Fotografia di Michael S. Nolan, Lindblad Expeditions 

Non fatevi ingannare dalla stazza: i leoni marini maschi sono dei gran mammoni. Uno studio condotto sulle otarie orsine delle Galapagos (l’unica specie di leone marino che vive in zone tropicali) svela che nei primi due anni di vita i cuccioli maschi dipendono dalla madre più delle femmine: consumano più latte, restano vicini alla colonia e si avventurano in mare solo occasionalmente, mentre le loro coetanee si tuffano in acqua molto più spesso. La cosa curiosa è che anche i giovani maschi sarebbero perfettamente in grado di effettuare immersioni: a un anno possono raggiungere la profondità di 10 metri.

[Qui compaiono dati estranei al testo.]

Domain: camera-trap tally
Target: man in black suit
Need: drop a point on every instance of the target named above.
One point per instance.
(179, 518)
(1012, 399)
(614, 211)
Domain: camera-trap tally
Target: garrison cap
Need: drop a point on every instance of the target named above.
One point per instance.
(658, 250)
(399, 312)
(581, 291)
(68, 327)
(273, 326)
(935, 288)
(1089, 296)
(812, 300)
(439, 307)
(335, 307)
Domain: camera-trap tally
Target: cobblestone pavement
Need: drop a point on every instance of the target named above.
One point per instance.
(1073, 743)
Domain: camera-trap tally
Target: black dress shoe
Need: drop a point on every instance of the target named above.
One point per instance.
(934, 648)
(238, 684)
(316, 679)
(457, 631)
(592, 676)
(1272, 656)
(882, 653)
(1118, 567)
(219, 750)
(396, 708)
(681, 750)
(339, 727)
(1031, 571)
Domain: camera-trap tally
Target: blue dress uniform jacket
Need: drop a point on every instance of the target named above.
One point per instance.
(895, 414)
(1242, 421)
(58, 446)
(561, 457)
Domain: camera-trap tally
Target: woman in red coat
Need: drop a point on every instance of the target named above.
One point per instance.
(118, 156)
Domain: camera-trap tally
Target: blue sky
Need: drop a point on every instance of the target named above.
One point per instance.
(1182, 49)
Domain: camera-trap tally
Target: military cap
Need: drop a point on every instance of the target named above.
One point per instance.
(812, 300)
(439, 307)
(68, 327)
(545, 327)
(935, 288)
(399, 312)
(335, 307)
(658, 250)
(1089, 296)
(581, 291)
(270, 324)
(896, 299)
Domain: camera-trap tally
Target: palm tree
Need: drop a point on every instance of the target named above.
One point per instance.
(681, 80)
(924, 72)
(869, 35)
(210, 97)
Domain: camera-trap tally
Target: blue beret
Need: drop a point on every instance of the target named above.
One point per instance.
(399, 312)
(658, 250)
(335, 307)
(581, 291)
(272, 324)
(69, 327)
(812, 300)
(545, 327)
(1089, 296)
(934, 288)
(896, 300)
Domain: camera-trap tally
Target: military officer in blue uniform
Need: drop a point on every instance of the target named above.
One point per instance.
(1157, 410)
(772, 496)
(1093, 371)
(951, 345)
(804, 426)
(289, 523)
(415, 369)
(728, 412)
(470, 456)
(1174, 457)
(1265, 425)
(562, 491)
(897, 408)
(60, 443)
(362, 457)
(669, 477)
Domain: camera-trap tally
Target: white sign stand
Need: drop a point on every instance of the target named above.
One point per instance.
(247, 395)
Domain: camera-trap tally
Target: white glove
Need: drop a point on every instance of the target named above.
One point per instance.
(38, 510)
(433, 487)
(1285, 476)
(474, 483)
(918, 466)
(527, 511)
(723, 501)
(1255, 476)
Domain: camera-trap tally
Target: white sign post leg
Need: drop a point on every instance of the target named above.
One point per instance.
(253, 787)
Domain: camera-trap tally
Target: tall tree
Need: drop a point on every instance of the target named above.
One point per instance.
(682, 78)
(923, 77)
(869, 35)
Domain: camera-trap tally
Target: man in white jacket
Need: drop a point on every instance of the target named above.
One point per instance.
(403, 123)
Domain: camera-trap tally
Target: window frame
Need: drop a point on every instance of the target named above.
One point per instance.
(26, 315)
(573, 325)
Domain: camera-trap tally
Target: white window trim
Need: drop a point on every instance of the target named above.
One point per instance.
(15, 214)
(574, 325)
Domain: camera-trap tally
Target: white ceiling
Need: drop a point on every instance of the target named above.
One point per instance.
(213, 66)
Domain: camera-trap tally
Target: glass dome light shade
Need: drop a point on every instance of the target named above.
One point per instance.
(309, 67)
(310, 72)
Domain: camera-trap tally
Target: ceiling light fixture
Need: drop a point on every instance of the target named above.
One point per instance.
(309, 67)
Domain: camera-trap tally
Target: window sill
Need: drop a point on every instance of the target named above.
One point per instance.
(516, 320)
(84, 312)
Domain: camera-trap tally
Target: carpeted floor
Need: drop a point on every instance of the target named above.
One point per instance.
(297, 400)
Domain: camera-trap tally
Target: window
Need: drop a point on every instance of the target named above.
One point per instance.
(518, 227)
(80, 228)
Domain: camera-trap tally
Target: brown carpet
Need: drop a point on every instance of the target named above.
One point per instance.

Il loro comportamento non deriva nemmeno dalla costante disponibilità di latte, perché le madri spesso lasciano i figli soli anche per giorni interi per andare a caccia di cibo. Eppure, nonostante questo, i leoni marini maschi tendono ad andare a caccia in mare molto meno spesso delle femmine.

“I giovani maschi della colonia nuotano nelle piscine naturali tra gli scogli formate dalla marea, tirano le code delle iguane marine, si riposano, dormono”, dice Paolo Piedrahita, ricercatore presso l’Università di Bielefeld, in Germania, e autore principale dello studio pubblicato sulla rivista

Animal Behaviour: “È incredibile: vedi questi grossi animali, che pesano 40 chili e più, fermi ad aspettare la mamma”.

Immersioni femminili

Piedrahita e i suoi colleghi hanno monitorato i movimenti delle otarie in una piccola isola chiamata Caamaño, proprio al centro delle Galapagos, attaccando dispositivi di registrazione sulle spalle di 93 leoni marini tra uno e due anni di età. Per qualche settimana (da una a tre, a seconda dei casi), i dispositivi hanno raccolto informazioni dettagliate sulla loro posizione, rilevando anche quando erano bagnati e quando asciutti, per capire se si avventuravano in mare o rimanevano sulla terraferma.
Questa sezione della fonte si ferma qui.